Construction of Stimuli

The images from the Nikon still cameras were taken with a fixed, small aperture and with the white balance setting at ‘cloudy’; they were retrieved as uncompressed tiff files. The spectral sensitivity of R, G and B sensors of both Nikon cameras was fully characterized, including estimates of the nonlinear relation between pixel value and luminance input for the R, G and B sensors on the cloudy setting. The camcorder video stream was saved on tape (where it was presumably compressed); single frames were then played back through a firewire interface and they were digitized on a PC as 720´576 pixels. This resolution was for a pair of interleaved frames and, when there was considerable movement in the scenes, only alternate lines could be used in any one frame. For the JVC camcorder, we measured only the relationships between pixel value and luminance for the R, G and B planes. The images from all cameras were manipulated on computer with the nonlinear gamma given to us by the cameras; but before display on the linearized CRT, the nonlinearities between pixel value and luminance for each camera were corrected for. We did not compensate for any differences in the spectral sensitivities of the cameras’ sensors and the CRT’s phosphors. To get from full-sized images to the 256´256 pixel stimuli, the originals were cropped, or were subsampled by taking every nth column and row, and then cropped.

Observers

Experiments 1 and 2 were performed on two different groups of 11 observers, all of whom were ignorant of the rationale for the experiments. There were in total 14 female and 8 male observers: 7 females and 4 males in each condition. Fifteen observers (8 female, 7 male) were tested in Experiment 3: while some had previously participated in other rating experiments, they remained naive to the purpose of this experiment. To ensure that all observers had normal vision (with their usual corrections where appropriate), they were screened using a Snellen Letter chart and the Ishihara colour test (10th edn).

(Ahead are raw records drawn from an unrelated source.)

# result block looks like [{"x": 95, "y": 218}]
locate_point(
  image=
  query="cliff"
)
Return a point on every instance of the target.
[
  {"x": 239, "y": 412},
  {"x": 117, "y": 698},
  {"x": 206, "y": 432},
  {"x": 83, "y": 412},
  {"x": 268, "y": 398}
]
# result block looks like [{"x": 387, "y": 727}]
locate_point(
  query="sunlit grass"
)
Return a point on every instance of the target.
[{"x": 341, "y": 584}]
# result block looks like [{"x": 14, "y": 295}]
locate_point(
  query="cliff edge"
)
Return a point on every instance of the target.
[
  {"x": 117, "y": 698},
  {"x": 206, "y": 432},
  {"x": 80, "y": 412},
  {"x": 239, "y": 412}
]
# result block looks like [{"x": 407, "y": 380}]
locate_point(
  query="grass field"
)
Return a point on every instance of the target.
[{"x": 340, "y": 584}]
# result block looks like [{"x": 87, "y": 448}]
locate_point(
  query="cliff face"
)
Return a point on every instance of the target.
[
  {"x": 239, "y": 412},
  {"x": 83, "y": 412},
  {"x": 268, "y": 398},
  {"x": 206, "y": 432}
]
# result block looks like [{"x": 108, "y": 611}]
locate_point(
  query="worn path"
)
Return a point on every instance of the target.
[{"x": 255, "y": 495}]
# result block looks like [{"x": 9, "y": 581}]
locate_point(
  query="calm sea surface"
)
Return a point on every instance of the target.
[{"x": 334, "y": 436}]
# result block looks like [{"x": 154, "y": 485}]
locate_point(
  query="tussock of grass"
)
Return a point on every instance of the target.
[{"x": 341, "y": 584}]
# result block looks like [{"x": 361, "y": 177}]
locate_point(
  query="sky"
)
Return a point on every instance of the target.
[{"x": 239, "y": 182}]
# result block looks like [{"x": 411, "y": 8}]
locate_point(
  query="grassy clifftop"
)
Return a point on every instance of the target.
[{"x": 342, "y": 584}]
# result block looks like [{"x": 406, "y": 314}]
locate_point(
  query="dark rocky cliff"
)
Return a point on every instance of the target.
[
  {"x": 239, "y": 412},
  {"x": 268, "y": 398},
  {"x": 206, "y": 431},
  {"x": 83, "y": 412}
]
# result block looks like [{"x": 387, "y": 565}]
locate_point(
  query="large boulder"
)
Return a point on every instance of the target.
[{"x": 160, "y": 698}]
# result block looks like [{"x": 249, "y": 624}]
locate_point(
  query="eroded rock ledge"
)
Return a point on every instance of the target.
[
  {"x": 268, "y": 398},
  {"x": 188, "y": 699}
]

Reliability of rating measurements

The present experiments rely on magnitude estimation ratings. Although these may seem to be subjective judgements, they did provide reliable measurements. We have taken several steps to verify this. Ideally, we would want to examine within-observer and between-observer consistency.

(i) Within-observer consistency

In pilot studies (not presented in this paper), we asked observers to complete a rating task twice. In the first, two observers were presented with 450 image pairs twice (a subset of the 900 image pairs presented in experiment 1). The correlation coefficients Pearson’s r) between their first and second runs were 0.79 in both cases. In a second pilot study, seven naive observers rated 180 upright image pairs and their 180 inverted counterparts presented in random order (also subsets from experiment 1). When five observers completed the task a second time, the correlation between their ratings from run 1 and run 2 ranged between 0.64 and 0.80, with an average of 0.72 (a value similar to that found in the first pilot). Incidentally, the correlation between each observer’s ratings for upright and inverted stimuli was 0.74 on average. Finally, three observers repeated experiment 2 (all 900 stimuli), at an interval of three months; the correlation between their ratings on run 1 and 2 averaged 0.69.

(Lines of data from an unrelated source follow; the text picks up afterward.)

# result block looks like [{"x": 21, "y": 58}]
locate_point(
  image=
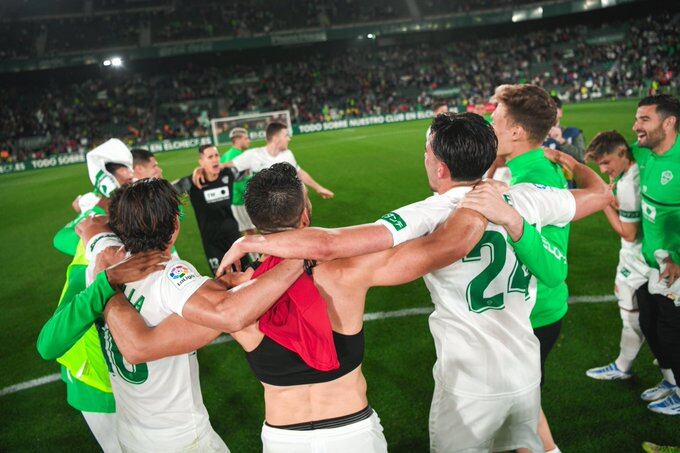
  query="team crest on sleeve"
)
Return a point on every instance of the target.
[
  {"x": 180, "y": 274},
  {"x": 666, "y": 177},
  {"x": 395, "y": 220}
]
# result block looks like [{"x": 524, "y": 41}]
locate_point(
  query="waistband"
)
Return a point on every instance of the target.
[{"x": 336, "y": 422}]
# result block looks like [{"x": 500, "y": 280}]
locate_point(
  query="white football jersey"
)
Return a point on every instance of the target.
[
  {"x": 483, "y": 337},
  {"x": 257, "y": 159},
  {"x": 628, "y": 198},
  {"x": 159, "y": 404}
]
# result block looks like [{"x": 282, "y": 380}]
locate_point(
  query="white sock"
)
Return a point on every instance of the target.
[
  {"x": 631, "y": 340},
  {"x": 668, "y": 375}
]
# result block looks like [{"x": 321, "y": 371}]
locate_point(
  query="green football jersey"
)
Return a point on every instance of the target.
[
  {"x": 660, "y": 193},
  {"x": 238, "y": 197},
  {"x": 534, "y": 167}
]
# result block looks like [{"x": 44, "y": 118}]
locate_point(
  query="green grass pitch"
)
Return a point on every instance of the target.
[{"x": 372, "y": 170}]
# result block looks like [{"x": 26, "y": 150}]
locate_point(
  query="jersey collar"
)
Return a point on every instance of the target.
[{"x": 525, "y": 160}]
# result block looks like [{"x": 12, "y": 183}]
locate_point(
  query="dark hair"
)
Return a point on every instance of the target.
[
  {"x": 202, "y": 148},
  {"x": 143, "y": 214},
  {"x": 530, "y": 107},
  {"x": 112, "y": 167},
  {"x": 275, "y": 198},
  {"x": 557, "y": 101},
  {"x": 273, "y": 129},
  {"x": 141, "y": 156},
  {"x": 465, "y": 142},
  {"x": 666, "y": 105},
  {"x": 606, "y": 143}
]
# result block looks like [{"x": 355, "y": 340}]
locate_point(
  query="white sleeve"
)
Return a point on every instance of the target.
[
  {"x": 88, "y": 201},
  {"x": 542, "y": 205},
  {"x": 243, "y": 161},
  {"x": 179, "y": 282},
  {"x": 110, "y": 151},
  {"x": 628, "y": 197},
  {"x": 98, "y": 243},
  {"x": 417, "y": 219}
]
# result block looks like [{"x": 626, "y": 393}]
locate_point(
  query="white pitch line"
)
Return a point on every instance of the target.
[{"x": 367, "y": 317}]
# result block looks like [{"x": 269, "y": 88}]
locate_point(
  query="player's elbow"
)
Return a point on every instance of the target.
[
  {"x": 135, "y": 355},
  {"x": 630, "y": 236},
  {"x": 231, "y": 318}
]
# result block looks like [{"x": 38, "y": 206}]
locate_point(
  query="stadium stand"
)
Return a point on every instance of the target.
[{"x": 578, "y": 62}]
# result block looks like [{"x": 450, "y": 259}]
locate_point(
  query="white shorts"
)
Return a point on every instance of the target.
[
  {"x": 467, "y": 424},
  {"x": 209, "y": 441},
  {"x": 631, "y": 273},
  {"x": 242, "y": 218},
  {"x": 365, "y": 436}
]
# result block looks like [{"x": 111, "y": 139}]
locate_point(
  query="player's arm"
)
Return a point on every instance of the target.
[
  {"x": 626, "y": 229},
  {"x": 452, "y": 241},
  {"x": 235, "y": 309},
  {"x": 544, "y": 256},
  {"x": 322, "y": 244},
  {"x": 307, "y": 179},
  {"x": 139, "y": 343},
  {"x": 80, "y": 308},
  {"x": 326, "y": 244},
  {"x": 593, "y": 194}
]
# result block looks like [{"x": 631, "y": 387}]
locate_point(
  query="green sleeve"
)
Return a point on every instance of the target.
[
  {"x": 542, "y": 257},
  {"x": 66, "y": 240},
  {"x": 576, "y": 149},
  {"x": 74, "y": 316},
  {"x": 228, "y": 156}
]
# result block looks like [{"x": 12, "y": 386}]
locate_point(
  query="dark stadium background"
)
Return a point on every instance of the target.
[{"x": 372, "y": 170}]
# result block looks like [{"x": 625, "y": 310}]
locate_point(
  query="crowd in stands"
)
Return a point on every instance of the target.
[
  {"x": 49, "y": 28},
  {"x": 628, "y": 59}
]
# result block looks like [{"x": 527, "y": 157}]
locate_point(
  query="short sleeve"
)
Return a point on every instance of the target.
[
  {"x": 244, "y": 161},
  {"x": 417, "y": 219},
  {"x": 99, "y": 243},
  {"x": 542, "y": 205},
  {"x": 628, "y": 197},
  {"x": 179, "y": 282},
  {"x": 88, "y": 201}
]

We were concerned that, if we asked observers to repeat experiments, they might begin to recognize image pairs and then remember their previous ratings, rather than make new ratings. However, with that caveat, our findings do suggest that, when observers perform the same or similar experiments twice, the correlation between their ratings in the two cases will be approximately -0.74; this is pleasingly high, given that the observers were presented with such a variety of image changes along many disparate dimensions, and our observers were given the freedom to choose any positive integer for their subjective ratings.

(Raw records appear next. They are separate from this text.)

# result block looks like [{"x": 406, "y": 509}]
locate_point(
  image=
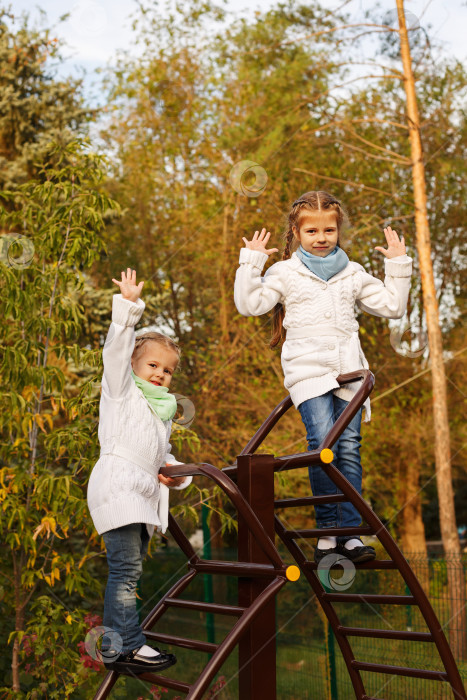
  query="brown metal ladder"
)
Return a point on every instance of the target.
[
  {"x": 262, "y": 572},
  {"x": 375, "y": 527},
  {"x": 268, "y": 570}
]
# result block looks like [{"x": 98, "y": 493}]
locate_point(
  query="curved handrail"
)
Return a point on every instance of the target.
[
  {"x": 305, "y": 458},
  {"x": 233, "y": 492}
]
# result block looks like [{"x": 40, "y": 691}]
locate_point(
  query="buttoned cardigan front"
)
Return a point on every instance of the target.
[{"x": 322, "y": 339}]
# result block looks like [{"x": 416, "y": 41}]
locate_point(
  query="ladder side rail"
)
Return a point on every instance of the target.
[
  {"x": 329, "y": 611},
  {"x": 243, "y": 508},
  {"x": 406, "y": 572},
  {"x": 305, "y": 458},
  {"x": 227, "y": 645},
  {"x": 112, "y": 676},
  {"x": 360, "y": 396}
]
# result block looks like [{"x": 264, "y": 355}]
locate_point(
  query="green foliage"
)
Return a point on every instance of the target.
[{"x": 35, "y": 107}]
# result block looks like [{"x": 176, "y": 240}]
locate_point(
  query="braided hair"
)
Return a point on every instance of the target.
[{"x": 310, "y": 201}]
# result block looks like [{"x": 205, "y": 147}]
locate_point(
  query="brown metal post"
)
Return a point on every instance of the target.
[{"x": 257, "y": 647}]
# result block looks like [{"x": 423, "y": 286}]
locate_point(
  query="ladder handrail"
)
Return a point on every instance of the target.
[
  {"x": 243, "y": 508},
  {"x": 307, "y": 458}
]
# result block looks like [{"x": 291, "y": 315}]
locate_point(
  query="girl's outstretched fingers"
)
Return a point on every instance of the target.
[
  {"x": 259, "y": 242},
  {"x": 395, "y": 247},
  {"x": 128, "y": 287}
]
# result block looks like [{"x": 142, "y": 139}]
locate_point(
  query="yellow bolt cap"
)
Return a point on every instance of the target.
[{"x": 292, "y": 572}]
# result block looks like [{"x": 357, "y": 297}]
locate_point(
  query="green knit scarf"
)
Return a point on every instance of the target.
[{"x": 163, "y": 403}]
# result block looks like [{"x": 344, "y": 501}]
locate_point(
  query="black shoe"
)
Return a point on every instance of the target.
[
  {"x": 134, "y": 663},
  {"x": 321, "y": 553},
  {"x": 357, "y": 554}
]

(ii) Between-observer consistency

In all our experiments, we were able to compare the ratings of each observer for a given stimulus set with the ratings given by each other observer to the same set. For the experiments reported here, the between-observer correlation coefficients were on average, as follows: 0.59 experiment 1), 0.55 (experiment 2) and 0.67 experiment 3). That these values are lower than the within-observer correlations implies that different observers may maintain different (though consistent) rating scales (e.g. Zwislocki 1983; Gescheider 1997).

(iii) Using across-observer averages

For each experiment, we have collected ratings from 11 or 15 observers (one run each) and have averaged together their ratings for subsequent analysis. Averaging together the ratings of 10 or more observers produces datasets that are robust. For instance, in experiment 3, the average of the 15 observers’ ratings for upright images had a correlation coefficient of 0.97 with the average of their ratings for the inverted counterparts. In the pilot experiment where seven observers viewed 180 upright and inverted versions of the same image pairs taken from experiment 1, the correlation between averaged upright and averaged inverted rating was 0.88. Lastly, we performed a variant of experiment 1 with 10 new observers (the stimuli were presented for only 100 ms instead of 833 ms); the average of 11 observers’ ratings for the 833 ms stimuli had a correlation coefficient of 0.90 with the average of the 10 observers’ ratings for the 100 ms stimuli.

Reference

Zwislocki, J. J. 1983 Group and individual relations between sensation magnitudes and their numerical estimates. Percept. Psychophys. 33, 460-468.